Welcome to Chongqing!
Pronounced (chawng-ching), Chongqing, China, is a truly enormous city, straddling the Yangtze River in western China. With over 30 million residents crammed into the sprawling and somewhat grungy municipality, many visitors arriving in Chongqing Airport are put off by their initial impressions and move on after a night or two.
A true worldwide local who scratches beneath the undeniably shabby surface will be rewarded with a fascinating taste of life in one of China’s modern megacities.

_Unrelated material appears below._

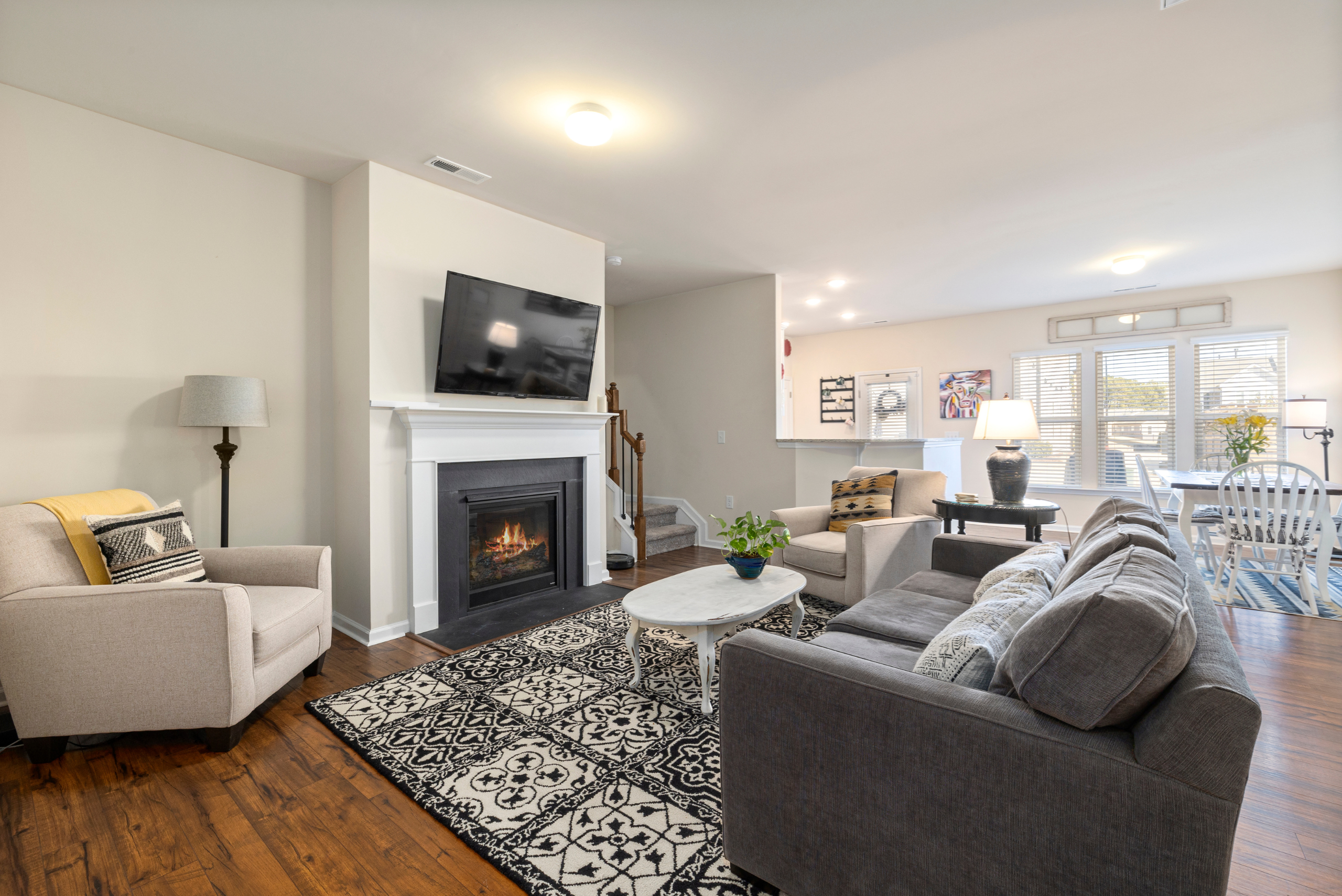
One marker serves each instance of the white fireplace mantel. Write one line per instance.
(462, 435)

Here’s our guide to getting the most out of your time in Chongqing.
Where to Begin
Step into the Jiefangbei Pedestrian Street in Yuzhong district, to experience the dubious surroundings that are best described as a re-birth. Gone are the hastily erected concrete blocks and grubby sidewalks. In addition, so are the groups of pensioners playing cards on the sidewalk. Instead, you are transported into a hyper-modern pedestrianized zone with every big-name brand you can imagine like Gucci, Louis Vuitton, Starbucks, and McDonald's. Soak up the Chongqing weather while you give your credit card some exercise. It’s definitely more Times Square than Tiananmen Square, but it’s a spectacular sight and one not to be missed, especially in its fully illuminated glory at night. From here, it’s a short taxi ride to the architecturally impressive Great Hall of the People and Three Gorges Museum.

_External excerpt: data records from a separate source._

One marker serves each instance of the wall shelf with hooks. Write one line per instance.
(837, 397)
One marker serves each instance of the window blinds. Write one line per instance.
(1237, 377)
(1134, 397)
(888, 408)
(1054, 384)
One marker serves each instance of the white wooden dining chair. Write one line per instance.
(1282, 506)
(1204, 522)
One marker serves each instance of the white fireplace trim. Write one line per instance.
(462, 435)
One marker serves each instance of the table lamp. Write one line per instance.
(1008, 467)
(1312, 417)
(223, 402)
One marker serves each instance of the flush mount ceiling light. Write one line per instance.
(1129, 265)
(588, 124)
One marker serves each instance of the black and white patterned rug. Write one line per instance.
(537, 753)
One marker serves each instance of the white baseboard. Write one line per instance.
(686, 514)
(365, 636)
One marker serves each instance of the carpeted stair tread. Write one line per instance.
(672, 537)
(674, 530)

Worldwide Local Tip: A stone’s throw from the heart of the pedestrianized zone is the Shihuishi Road Night Market, a buzzing bazaar lined with a range of pop-up stalls, street food carts, and bars. A favorite spot among the locals, grab a plastic stool to enjoy a delicious plate of steaming beef dumplings.
Chongqing is a sprawling metropolis with its fair share of traffic and pollution problems; so don’t count on getting anywhere fast. With the exception of Jiefangbei Pedestrian Street, walking isn’t always the most pleasant option, particularly in the hot summer months. Busses aren’t particularly visitor friendly, either. Thankfully, the comprehensive monorail system is cheap, easy to use, and, mercifully, air-conditioned. Uber is another great option that requires zero knowledge of the Chinese language, but be prepared to spend significant time sitting in traffic!
Worldwide Local Tip: Chongqing can be a challenge for those who don’t speak or read Mandarin, and English speakers can sometimes be hard to come by, as well. The Waygo translation application will use your smartphone’s camera to read a menu/street sign/bus timetable and show you the English translation in real-time, even without an active internet connection.
Where to Go After Dark
On any given evening, follow the steady stream of locals and tourists to the riverside Hongyaidong area, a multi-story complex clinging to the riverbank, around half an hour’s walk from the pedestrian zone. Not only is this one of the best spots to enjoy the city’s immense skyline at night, but the maze of shops and restaurants spread over several stories are continuously buzzing. Be warned, don’t expect value for money here!
Worldwide Local Tip: Chongqing is the starting point for a number of Yangtze river cruises which sail as far as the famous Three Gorges Dam and beyond. Prices can be cheaper than when booked elsewhere in China and are nearly always negotiable. Try recruiting a native speaker to help you organize a trip. Hotel receptionists are usually happy to help, as well.
Eat Like a Local: Hot Pot!
Those who think that Chinese food is all about sweet and sour chicken will be in for a treat. In Chongqing, noodles take a backseat to the dish the city is known throughout China for its wickedly spicy hotpots. At restaurants on practically every corner, a boiling pot of red-chili infused broth is set at the center of the table. You are free to choose from a range of meats, fish and vegetables, which you cook yourself at the table. Etiquette can be a minefield, but copy those around you and display a broad grin, and that should do the trick. You may even make some new friends! Beware though, some rather unusual items can crop up on the hotpot menus. You may want to use a translation app to double check what you’re ordering. Lambs Brain Hotpot, anyone?
Worldwide Local Tip: The lanes between Minquan and Zhonghua roads, in the pedestrian zone, are home to many popular hotpot eateries. Cold beers, spicy broth, and a convivial atmosphere are guaranteed.
Enjoy Your Stay!
While it may take a little adjusting, Chongqing has plenty to offer the worldwide local in terms of culture, sights, and delicious food. Just like the ferocious chilies in the hotpots, once you’ve had a taste of Chongqing, there is something that keeps you coming back for more!